2. Non-Rectangular Reward Robustness and Frequency Regularization

In robust MDPs with a fixed transition kernel and reward uncertainty set $R_p = \{ r: \|r - r_0\|_p \leq \alpha \}$ , the worst-case robust return for a stationary policy $\pi$ is

$V^{R_p}(\pi) = \min_{r \in R_p} \sum_{s,a} d_\pi(s,a) r(s,a),$

where $d_\pi$ denotes the discounted occupancy measure under $\pi$ . By writing $r = r_0+\Delta$ , this becomes

$V^{R_p}(\pi) = \sum_{s,a} d_\pi(s,a) r_0(s,a) - \alpha \|d_\pi\|_q,$

with $q$ the Hölder dual of $p$ . Thus, the robust optimization is exactly equivalent to maximizing the nominal return subject to a penalty on the $q$ -norm of the occupancy measure:

$\max_\pi \big[ \langle d_\pi, r_0 \rangle - \alpha \|d_\pi\|_q \big].$

This frequency-regularizer constrains not individual state rewards but the overall frequency with which state-action pairs are visited, providing a global coupled regularization that directly reflects the adversarial structure of the non-rectangular uncertainty set (Gadot et al., 2023). This “frequency-aware” penalty is absent from models employing s-rectangular uncertainty, in which regularization is localized and leads to overly conservative policies.

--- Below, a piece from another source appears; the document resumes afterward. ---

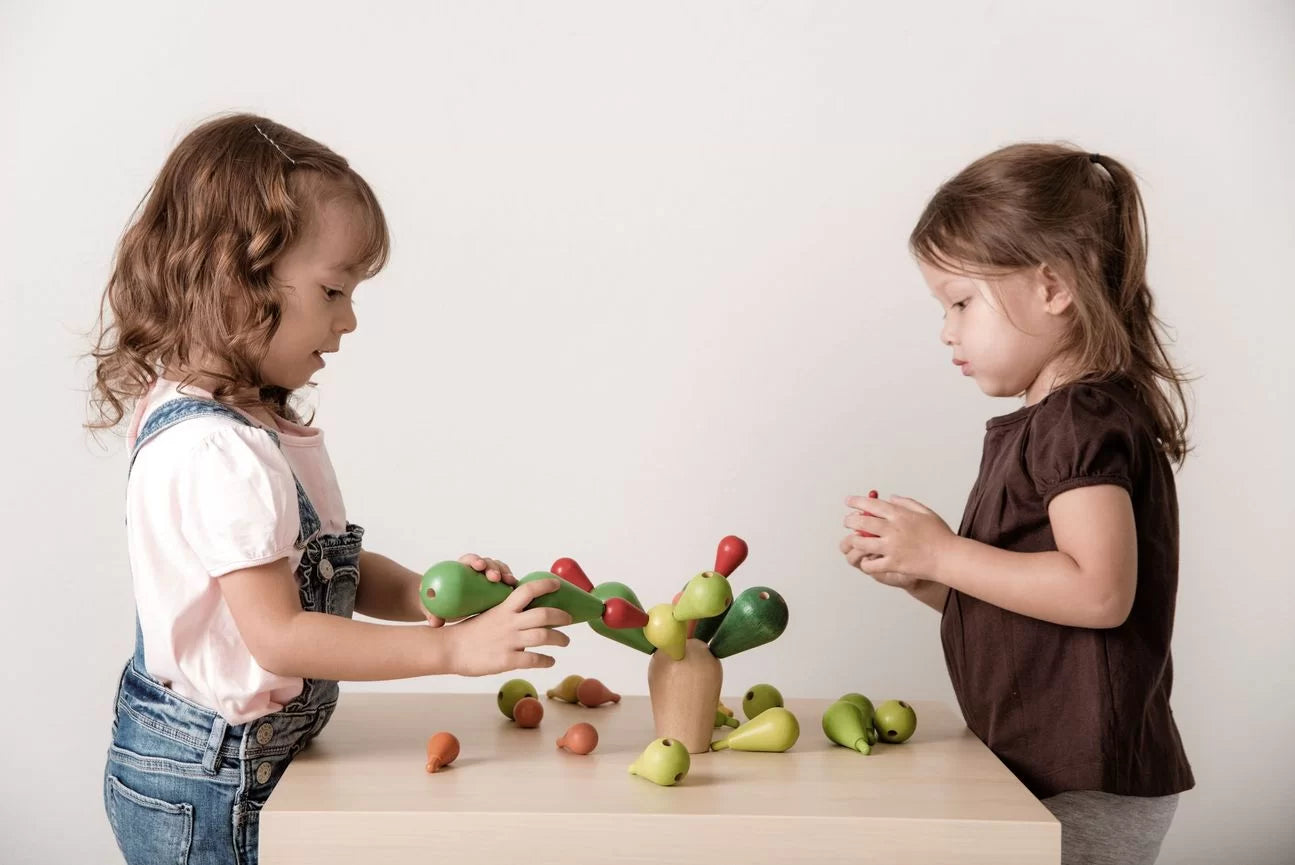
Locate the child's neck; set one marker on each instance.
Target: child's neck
(210, 383)
(1056, 372)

3. Policy Gradient and Implementation under Frequency-Aware Regularization

Defining the regularized objective as

$J(\pi) = \langle d_\pi, r_0 \rangle - \alpha \|d_\pi\|_q,$

the policy gradient is given by

$\nabla_\theta J(\pi_\theta) = \sum_{s,a} d_\pi(s) Q^{\pi}_{worst}(s,a) \nabla_\theta \pi(a|s),$

where $Q^{\pi}_{worst}$ is the standard state-action value function under the most adverse (worst-case) reward function, explicitly

$r^{{\pi}}_{worst}(s,a) = r_0(s,a) - \alpha \left( \frac{d_\pi(s,a)}{\|d_\pi\|_q} \right)^{q-1}.$

Algorithmic implementation involves:

Estimating $d_\pi$ via fixed-point iteration $d \leftarrow \mu + \gamma P^\pi d$ .
Evaluating robust Q-values using TD or multi-step methods under $r^{{\pi}}_{worst}$ .
Updating policy parameters $\theta$ via the likelihood-ratio gradient using $Q^{\pi}_{worst}$ .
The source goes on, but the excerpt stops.